Começamos a procurar uma casa para alugar em janeiro de 2009. A ideia era reunir pessoas em torno de projetos sociais e culturais aliados às novas tecnologias. O nome já estava escolhido: Casa da Cultura Digital (CCD). Ela reuniria pessoas diferentes com ideias em comum. Teria de ser um espaço aberto, voltado à troca e ao convívio, com atividades formativas e muito tempo livre.

O primeiro espaço que encontramos foi perto da rua Augusta, e logo iniciamos a negociação para alugá-lo. Sem grana, tentamos um milagre, mas depois de dois meses, soubemos que a casa tinha sido vendida e seria posta abaixo. Foi um baque. Já estávamos em março. Para seguir com a ideia viva, montamos uma lista de discussão no Google.

Hoje, algumas pessoas dizem que a CCD é a lista. Pode ser. Eu a vejo como uma rede.

No fim de março, um amigo me ligou. Tinha passado em frente a uma vila na Barra Funda. Ele avistara, no portal de um lugarejo chamado Parque Savoia, uma placa de aluga-se. Tinha de ser ali. Não era uma casa, mas um castelo.

Em junho, com a reforma feita, contratos assinados, nos mudamos. O principal problema da primeira fase foi a falta de internet. A Casa da Cultura Digital não tinha conexão. Parece piada, mas não é. O jeito foi apelar para o wi-fi do vizinho. Foi nosso único canal de acesso ao ciberespaço por quase dois meses.

Agora, a Casa da Cultura Digital tem três anos. Parece muito mais.

Talvez a melhor definição para o que construímos seja “laboratório de vivências”. Nesse triênio, muita gente nova entrou, gente saiu e voltou, mudou de posição, resolveu abrir ou fechar seu “negócio”. Na CCD, projetos pululam e as relações horizontais grassam. Nos corredores, espaços livres, redes (de tear), cadeiras e mesas, pessoas trabalham e produzem. Na cozinha comunitária, é comum as pessoas se reunirem e conversarem enquanto preparam o próprio café. Em cima da geladeira, um balde recebe as contribuições voluntárias destinadas a renovar o estoque de cerveja.

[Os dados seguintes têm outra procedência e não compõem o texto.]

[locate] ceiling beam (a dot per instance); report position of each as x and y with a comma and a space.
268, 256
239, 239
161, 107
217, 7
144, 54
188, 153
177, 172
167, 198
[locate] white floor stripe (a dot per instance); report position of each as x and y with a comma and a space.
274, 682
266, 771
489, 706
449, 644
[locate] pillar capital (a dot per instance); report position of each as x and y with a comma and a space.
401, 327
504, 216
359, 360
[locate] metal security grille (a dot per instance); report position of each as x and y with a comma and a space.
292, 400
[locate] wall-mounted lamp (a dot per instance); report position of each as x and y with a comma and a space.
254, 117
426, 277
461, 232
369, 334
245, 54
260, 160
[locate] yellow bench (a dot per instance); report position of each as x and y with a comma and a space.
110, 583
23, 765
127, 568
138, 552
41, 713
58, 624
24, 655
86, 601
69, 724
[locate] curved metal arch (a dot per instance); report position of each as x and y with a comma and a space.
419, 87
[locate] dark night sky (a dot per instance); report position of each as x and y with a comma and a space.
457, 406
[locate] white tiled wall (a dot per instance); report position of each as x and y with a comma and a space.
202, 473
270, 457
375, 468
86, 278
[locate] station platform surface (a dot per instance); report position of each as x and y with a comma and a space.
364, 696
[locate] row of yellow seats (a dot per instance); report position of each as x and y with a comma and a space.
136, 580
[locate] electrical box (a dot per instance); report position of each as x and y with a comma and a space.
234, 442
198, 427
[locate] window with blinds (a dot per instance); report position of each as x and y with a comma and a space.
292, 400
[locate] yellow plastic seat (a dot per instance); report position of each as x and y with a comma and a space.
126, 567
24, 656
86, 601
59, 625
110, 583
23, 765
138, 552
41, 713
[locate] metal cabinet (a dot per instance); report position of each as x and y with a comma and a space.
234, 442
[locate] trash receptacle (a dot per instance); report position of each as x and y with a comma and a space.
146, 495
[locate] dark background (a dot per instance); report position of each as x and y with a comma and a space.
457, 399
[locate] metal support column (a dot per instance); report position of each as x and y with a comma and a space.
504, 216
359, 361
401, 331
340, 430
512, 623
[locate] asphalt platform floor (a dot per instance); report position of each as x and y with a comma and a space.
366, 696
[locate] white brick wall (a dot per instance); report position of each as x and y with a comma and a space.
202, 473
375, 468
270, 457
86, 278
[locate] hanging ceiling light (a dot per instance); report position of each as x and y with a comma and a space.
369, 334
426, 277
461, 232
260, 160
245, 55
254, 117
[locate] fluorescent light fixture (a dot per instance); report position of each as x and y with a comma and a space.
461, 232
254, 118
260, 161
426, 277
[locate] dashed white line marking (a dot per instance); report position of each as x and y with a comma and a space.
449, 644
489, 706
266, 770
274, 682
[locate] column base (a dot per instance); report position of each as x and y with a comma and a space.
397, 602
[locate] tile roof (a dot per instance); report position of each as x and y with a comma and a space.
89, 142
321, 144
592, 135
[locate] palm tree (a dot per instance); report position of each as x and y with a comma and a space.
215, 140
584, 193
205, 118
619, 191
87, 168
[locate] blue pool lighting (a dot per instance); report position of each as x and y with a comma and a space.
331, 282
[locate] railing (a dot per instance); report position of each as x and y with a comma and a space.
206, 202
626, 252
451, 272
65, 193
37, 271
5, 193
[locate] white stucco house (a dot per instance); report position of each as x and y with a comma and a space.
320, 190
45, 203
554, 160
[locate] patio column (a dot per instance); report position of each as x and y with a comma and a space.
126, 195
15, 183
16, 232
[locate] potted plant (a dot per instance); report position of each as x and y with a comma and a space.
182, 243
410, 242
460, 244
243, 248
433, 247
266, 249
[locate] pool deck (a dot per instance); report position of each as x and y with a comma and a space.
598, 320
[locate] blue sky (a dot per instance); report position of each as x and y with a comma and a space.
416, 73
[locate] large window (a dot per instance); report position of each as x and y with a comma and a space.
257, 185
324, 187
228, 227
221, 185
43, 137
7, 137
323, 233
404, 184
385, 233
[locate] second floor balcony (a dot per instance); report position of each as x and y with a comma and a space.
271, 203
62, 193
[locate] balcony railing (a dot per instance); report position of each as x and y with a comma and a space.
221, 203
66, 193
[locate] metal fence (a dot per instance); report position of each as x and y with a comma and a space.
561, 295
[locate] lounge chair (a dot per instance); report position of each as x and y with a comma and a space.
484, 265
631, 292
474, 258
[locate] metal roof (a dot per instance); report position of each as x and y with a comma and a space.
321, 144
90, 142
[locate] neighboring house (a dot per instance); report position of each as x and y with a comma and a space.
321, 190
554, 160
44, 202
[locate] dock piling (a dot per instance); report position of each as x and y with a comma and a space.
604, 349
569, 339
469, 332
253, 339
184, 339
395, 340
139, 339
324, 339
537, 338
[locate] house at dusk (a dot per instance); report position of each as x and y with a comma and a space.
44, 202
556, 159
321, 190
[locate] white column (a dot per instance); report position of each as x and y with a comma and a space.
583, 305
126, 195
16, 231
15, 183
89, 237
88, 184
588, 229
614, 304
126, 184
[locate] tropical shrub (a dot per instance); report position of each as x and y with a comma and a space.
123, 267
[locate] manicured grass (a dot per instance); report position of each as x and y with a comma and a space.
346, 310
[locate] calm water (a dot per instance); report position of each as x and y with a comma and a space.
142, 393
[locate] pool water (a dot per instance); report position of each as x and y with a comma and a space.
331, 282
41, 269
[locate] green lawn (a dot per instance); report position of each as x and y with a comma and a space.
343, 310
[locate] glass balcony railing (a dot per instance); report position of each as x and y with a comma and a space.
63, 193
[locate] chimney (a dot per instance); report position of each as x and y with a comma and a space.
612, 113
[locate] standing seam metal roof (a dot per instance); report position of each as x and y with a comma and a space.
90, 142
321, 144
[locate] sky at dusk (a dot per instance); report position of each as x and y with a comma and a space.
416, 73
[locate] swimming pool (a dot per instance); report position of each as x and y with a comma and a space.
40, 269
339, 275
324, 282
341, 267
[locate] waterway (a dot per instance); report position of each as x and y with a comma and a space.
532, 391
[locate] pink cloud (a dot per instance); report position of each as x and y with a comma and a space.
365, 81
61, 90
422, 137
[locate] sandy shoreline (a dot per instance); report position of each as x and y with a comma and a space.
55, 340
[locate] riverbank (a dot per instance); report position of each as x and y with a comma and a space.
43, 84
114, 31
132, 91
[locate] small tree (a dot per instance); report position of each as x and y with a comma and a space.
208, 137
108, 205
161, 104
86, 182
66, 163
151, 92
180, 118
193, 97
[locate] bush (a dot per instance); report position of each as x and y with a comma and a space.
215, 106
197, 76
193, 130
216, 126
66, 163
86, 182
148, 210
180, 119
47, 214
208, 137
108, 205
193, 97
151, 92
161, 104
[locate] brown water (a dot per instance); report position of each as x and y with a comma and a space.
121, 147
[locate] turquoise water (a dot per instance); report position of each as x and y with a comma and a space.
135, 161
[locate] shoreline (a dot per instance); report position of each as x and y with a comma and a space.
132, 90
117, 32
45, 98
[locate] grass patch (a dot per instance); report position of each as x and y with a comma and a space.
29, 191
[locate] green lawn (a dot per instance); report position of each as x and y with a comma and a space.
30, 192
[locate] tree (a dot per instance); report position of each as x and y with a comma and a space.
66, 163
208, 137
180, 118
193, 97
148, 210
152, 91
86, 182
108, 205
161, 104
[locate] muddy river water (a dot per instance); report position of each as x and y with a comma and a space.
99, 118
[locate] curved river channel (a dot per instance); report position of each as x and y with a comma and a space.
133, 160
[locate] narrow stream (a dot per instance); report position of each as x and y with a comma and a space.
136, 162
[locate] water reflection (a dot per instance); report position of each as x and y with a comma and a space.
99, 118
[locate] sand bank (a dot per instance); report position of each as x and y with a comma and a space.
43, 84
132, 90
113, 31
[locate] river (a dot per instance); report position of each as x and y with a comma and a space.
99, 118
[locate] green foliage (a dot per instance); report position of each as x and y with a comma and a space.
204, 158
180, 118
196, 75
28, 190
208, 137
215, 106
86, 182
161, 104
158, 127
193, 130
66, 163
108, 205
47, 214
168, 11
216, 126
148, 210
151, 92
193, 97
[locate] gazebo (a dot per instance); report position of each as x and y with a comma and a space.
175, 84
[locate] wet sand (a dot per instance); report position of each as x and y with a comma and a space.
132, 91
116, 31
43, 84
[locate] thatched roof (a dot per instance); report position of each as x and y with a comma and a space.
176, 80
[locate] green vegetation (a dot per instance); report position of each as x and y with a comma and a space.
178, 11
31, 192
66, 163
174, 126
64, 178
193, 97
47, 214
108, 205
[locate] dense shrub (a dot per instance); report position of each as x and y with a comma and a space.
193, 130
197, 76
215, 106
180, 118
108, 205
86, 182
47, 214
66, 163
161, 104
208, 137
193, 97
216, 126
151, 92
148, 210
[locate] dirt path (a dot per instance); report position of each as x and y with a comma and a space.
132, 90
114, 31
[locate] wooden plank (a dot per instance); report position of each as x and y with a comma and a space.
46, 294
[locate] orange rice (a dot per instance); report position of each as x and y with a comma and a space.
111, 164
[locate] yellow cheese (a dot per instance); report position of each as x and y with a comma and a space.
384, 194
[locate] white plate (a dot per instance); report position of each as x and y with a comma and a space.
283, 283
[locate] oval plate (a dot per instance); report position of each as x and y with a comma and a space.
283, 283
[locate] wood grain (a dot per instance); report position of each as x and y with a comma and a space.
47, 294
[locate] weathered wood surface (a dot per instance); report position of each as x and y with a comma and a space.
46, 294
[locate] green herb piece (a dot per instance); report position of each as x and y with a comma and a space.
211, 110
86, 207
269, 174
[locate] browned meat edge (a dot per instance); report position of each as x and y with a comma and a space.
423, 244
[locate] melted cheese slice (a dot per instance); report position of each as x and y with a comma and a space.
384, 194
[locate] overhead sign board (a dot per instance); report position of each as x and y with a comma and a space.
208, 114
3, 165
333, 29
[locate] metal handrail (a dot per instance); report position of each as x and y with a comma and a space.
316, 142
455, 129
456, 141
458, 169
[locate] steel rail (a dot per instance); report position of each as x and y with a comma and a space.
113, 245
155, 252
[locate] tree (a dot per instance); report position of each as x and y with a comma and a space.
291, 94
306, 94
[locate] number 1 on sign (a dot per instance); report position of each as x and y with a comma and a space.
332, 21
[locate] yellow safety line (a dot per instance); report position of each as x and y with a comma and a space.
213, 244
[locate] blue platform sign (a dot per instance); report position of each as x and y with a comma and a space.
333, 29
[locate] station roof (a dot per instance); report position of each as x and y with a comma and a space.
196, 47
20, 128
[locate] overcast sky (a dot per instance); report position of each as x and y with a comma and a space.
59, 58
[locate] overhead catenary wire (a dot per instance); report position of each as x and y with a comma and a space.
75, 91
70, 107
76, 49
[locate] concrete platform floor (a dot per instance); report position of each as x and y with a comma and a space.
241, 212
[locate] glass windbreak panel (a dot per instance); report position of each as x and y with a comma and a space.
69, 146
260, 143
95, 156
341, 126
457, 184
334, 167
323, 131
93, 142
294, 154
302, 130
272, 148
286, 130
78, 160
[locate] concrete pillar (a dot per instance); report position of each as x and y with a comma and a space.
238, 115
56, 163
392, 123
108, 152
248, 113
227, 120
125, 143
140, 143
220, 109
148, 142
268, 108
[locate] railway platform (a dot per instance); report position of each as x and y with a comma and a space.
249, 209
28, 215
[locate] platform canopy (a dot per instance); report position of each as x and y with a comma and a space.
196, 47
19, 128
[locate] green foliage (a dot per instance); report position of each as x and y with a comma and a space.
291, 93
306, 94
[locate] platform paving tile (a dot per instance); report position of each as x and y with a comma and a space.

Não seria possível definir a Casa da Cultura Digital exclusivamente como um espaço de trabalho, ou de formação, ou de articulação. A CCD é tudo isso, porque justamente permite a construção de uma outra forma de viver, ou seja, de cada um se relacionar com o tempo específico de sua existência.

Estamos em busca de uma ética da colaboração. Este é um dos princípios essenciais do software livre, que é o movimento matriz das organizações de cultura livre. Um dos desafios que está colocado para a Casa da Cultura Digital neste momento é, justamente, o de sistematizar sua experiência, colocar na pauta as notas dessa sinfonia, escrita pelo improviso, numa profusão de instrumentos em compasso distintos.

É uma música que soa bem aos ouvidos, mas de extrema complexidade melódica e harmônica. Um desafio salutar.

Uma resposta para “Laboratório de Vivência”

  1. Oi pessoal,

    Estou com um projeto em mente para um software de logistica por demanda para os catadores de recicláveis de São Paulo (aplicável a outros lugares, claro), sejam independentes ou organizados em cooperativas.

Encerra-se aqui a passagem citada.